Re: [PATCH v9 5/6] signal: define the field siginfo.si_xflags

Peter Collingbourne <pcc@xxxxxxxxxx> · Tue, 25 Aug 2020 13:08:35 -0700

On Tue, Aug 25, 2020 at 7:47 AM Dave Martin <Dave.Martin@xxxxxxx> wrote:
>
> On Mon, Aug 24, 2020 at 06:27:51PM -0700, Peter Collingbourne wrote:
> > On Mon, Aug 24, 2020 at 7:03 AM Dave Martin <Dave.Martin@xxxxxxx> wrote:
> > >
> > > On Wed, Aug 19, 2020 at 06:37:25PM -0700, Peter Collingbourne wrote:
> > > > On Wed, Aug 19, 2020 at 8:40 AM Dave Martin <Dave.Martin@xxxxxxx> wrote:
> > > > >
> > > > > On Mon, Aug 17, 2020 at 08:33:50PM -0700, Peter Collingbourne wrote:
> > > > > > This field will contain flags that may be used by signal handlers to
> > > > > > determine whether other fields in the _sigfault portion of siginfo are
> > > > > > valid. An example use case is the following patch, which introduces
> > > > > > the si_addr_ignored_bits{,_mask} fields.
> > > > > >
> > > > > > A new sigcontext flag, SA_XFLAGS, is introduced in order to allow
> > > > > > a signal handler to require the kernel to set the field (but note
> > > > > > that the field will be set anyway if the kernel supports the flag,
> > > > > > regardless of its value).

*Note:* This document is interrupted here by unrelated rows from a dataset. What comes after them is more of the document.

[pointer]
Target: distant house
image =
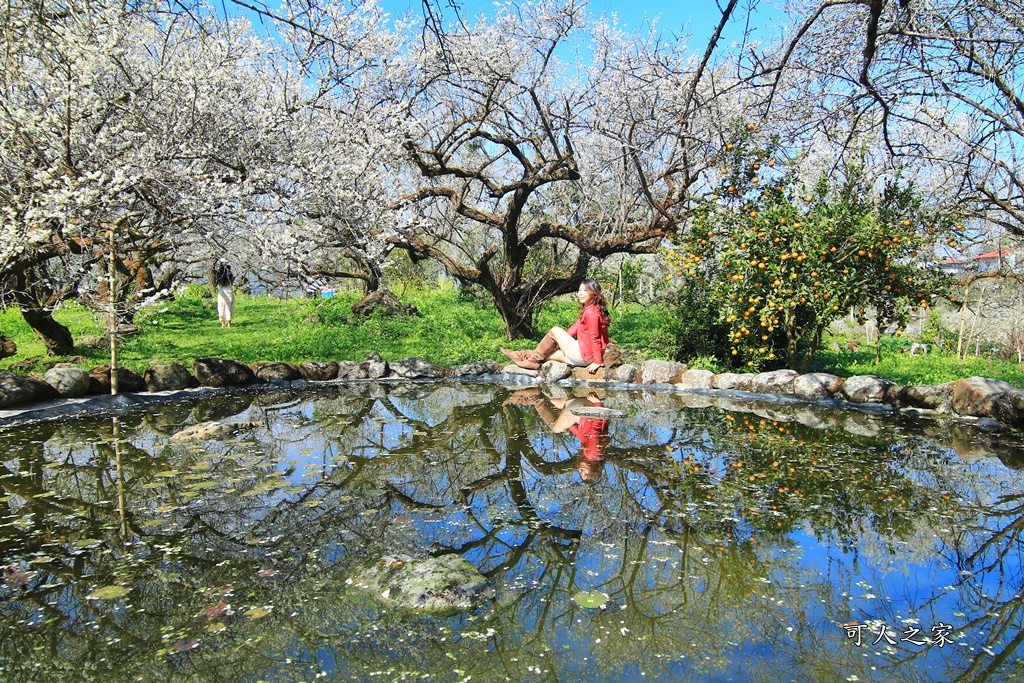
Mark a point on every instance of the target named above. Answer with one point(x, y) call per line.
point(987, 262)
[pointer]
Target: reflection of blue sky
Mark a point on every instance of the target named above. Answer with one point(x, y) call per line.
point(795, 590)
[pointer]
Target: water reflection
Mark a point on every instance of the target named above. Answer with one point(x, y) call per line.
point(733, 541)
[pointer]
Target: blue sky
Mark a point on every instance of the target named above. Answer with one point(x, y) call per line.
point(698, 18)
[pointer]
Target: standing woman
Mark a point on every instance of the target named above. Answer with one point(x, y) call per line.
point(223, 280)
point(583, 344)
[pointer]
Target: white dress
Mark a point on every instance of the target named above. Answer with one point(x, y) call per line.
point(225, 303)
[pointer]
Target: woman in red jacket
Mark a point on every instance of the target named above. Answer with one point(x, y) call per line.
point(583, 344)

In combination with the previous patches,
> > > > > > this allows a userspace program to determine whether the kernel will
> > > > > > set the field.
> > > > > >
> > > > > > Ideally this field could have just been named si_flags, but that
> > > > > > name was already taken by ia64, so a different name was chosen.
> > > > > >
> > > > > > Alternatively, we may consider making ia64's si_flags a generic field
> > > > > > and having it appear at the end of _sigfault (in the same place as
> > > > > > this patch has si_xflags) on non-ia64, keeping it in the same place
> > > > > > on ia64. ia64's si_flags is a 32-bit field with only one flag bit
> > > > > > allocated, so we would have 31 bits to use if we do this.
> > > > >
> > > > > For clarity, is the new si_xflags field supposed to be valid for all
> > > > > signal types, or just certain signals and si_codes?
> > > >
> > > > It is intended to be valid for all signal types that use the _sigfault
> > > > union member of siginfo. As listed in siginfo.h these are: SIGILL,
> > > > SIGFPE, SIGSEGV, SIGBUS, SIGTRAP, SIGEMT.
> > >
> > > SIGSYS is similar to SIGILL, is that included also?
> >
> > I think that SIGSYS is covered by a separate _sigsys union member.
> >
> > > > > What happens for things like a rt_sigqueueinfo() from userspace?
> > > >
> > > > Hmm. Let's enumerate each of these things, which I believe are all of
> > > > the call sites of the function copy_siginfo_from_user and related
> > > > functions (correct me if I'm wrong):
> > > >
> > > > - ptrace(PTRACE_SETSIGINFO)
> > > > - pidfd_send_signal
> > > > - rt_sigqueueinfo
> > > > - rt_tgsigqueueinfo
> > > >
> > > > We can handle the last three by observing that the kernel forbids
> > > > sending a signal with these syscalls if si_code >= 0, so we can say
> > > > that the value of si_xflags is only valid if si_code >= 0.
> > >
> > > Hmmm, that's what the code says (actually >= 0 or SI_TKILL), but it's
> > > illogical.  Those are user signals, so there's no obvious reason why
> > > userspace shouldn't be allowed to generate their siginfo.  It would
> > > probably be better for the kernel to police si_pid etc. in the SI_USER
> > > and SI_TKILL cases rather than flatly refusing, but I guess that's a
> > > discussion for another day.
> > >
> > > I guess the combination of SI_FROMKERNEL() and the signal number being a
> > > known fault signal if probably sufficient for now.
> >
> > In v10 I ended up adding a comment saying that si_xflags is only valid
> > if 0 <= si_code < SI_KERNEL (the SI_KERNEL part was due to my
> > discovery of kernel code that was calling force_sig(SIGSEGV) where
> > force_sig uses the _kill union member). Your comment about SI_USER
>
> Although it's been there a long time, is this a bug?
>
> sigaction(2) says that SI_KERNEL can be reported for any signal, but
> doesn't say how/why.  It also says that si_addr is [unconditionally]
> valid for [kernel-generated] SIGSEGV.  ([] are my insertions).
>
> While it may be reasonable to expect userspace code to filter out user
> signals before assuming that siginfo fields are value, requiring user
> code to check for specific si_codes is a bit nastier.
>
> I rather suspect that little or no code out there is explicity checking
> for SI_KERNEL before assuming that si_addr etc. are valid today.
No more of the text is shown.